De acordo com a Lei 12.433, o detento pode reduzir a pena trabalhando ou frequentando aulas do Ensino básico ou profissionalizante. Mas o número de presos fazendo Educação técnica é irrisório. Segundo dados do Departamento Penitenciário Nacional (Depen) referentes a outubro de 2012, apenas 0,5% da população carcerária do Brasil têm esse privilégio, ou seja, 2.692 presos.

A explicação, entretanto, vai além da falta de oportunidades oferecidas. Segundo o Professor da Faculdade de Educação da Universidade de São Paulo (USP), Roberto da Silva, um dos motivos para a baixa quantidade de detentos em cursos técnicos é a Escolaridade da população carcerária:

- Quase metade dos presos no país tem apenas o Ensino fundamental incompleto, e isso atrapalha o aprendizado. O aproveitamento no curso técnico é menor quando a Escolaridade é baixa - diz ele.

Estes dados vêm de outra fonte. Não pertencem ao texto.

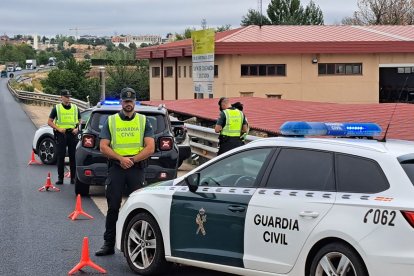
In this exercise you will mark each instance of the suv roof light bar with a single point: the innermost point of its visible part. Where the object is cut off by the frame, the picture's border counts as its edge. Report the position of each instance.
(295, 128)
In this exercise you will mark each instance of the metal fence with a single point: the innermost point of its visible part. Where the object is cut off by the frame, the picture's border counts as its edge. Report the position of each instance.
(41, 98)
(203, 140)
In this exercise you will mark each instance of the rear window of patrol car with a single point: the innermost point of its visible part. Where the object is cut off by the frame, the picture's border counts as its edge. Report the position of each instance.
(407, 163)
(157, 121)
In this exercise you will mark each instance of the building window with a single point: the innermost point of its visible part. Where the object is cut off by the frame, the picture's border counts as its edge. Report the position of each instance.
(168, 71)
(263, 70)
(274, 96)
(246, 94)
(405, 70)
(156, 72)
(339, 69)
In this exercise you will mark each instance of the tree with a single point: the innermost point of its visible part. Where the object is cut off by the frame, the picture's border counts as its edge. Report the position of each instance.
(185, 35)
(286, 12)
(382, 12)
(313, 15)
(72, 75)
(254, 17)
(223, 28)
(122, 74)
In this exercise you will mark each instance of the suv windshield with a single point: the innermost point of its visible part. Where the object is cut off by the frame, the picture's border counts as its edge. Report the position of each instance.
(157, 121)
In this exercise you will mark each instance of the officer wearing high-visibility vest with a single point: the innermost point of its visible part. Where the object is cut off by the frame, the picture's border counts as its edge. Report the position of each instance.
(231, 125)
(65, 119)
(127, 140)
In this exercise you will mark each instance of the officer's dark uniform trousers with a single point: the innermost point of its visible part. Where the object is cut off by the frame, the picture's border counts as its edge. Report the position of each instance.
(227, 143)
(68, 140)
(117, 176)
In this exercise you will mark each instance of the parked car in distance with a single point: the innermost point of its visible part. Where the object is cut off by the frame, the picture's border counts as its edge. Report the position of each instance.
(289, 206)
(44, 144)
(91, 164)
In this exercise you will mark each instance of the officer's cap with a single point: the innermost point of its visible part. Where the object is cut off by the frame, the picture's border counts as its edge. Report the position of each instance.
(128, 94)
(65, 93)
(221, 100)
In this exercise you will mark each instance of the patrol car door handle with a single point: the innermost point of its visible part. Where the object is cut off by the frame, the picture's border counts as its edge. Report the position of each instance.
(236, 208)
(308, 214)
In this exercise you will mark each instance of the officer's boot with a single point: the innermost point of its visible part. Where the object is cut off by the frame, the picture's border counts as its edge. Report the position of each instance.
(106, 249)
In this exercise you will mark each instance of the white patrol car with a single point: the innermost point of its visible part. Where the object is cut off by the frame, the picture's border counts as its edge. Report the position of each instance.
(282, 206)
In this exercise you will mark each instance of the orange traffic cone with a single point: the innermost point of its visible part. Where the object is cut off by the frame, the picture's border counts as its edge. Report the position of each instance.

Silva ficou dez anos encarcerado por furto e roubo, na década de 80. Depois, terminou a Escola, formou-se em Pedagogia, fez mestreado e doutorado. Hoje, é especialista em Educação do sistema carcerário. Ele critica a oferta de 90 mil vagas em cursos de capacitação por meio do Programa Nacional de Acesso ao Ensino Técnico e Emprego (Pronatec). Com a ajuda de entidades como o Senai, o projeto tem por objetivo criar 35 mil vagas este ano, podendo chegar a 42 mil.

Para o Professor da USP, grande parte das vagas do Pronatec ficarão ociosas.

- E tem a questão dos cursos oferecidos. O caso clássico é a confecção de bolas de futebol: de que serve especializar o detento numa área restrita. Ele quase não vai ter oportunidade de trabalhar depois.

Para o presidente da Comissão de Direitos Humanos e Cidadania da Assembleia Legislativa do Estado do Rio (Alerj), deputado Marcelo Freixo (PSOL), incentivar o estudo retoma uma meta do sistema prisional, que é ressocializar o detento. Segundo o parlamentar, que deu aulas no complexo de Bangu nos anos 80 e 90, a Educação é o melhor instrumento para reintegrar o preso.

- As prisões no Brasil só cumprem o papel de afastar o preso do mundo, mas não tratam de buscar uma solução para ressocializá-lo. Com Educação, ele vai ter opção de vida aqui fora e pode não voltar ao crime - analisa Freixo.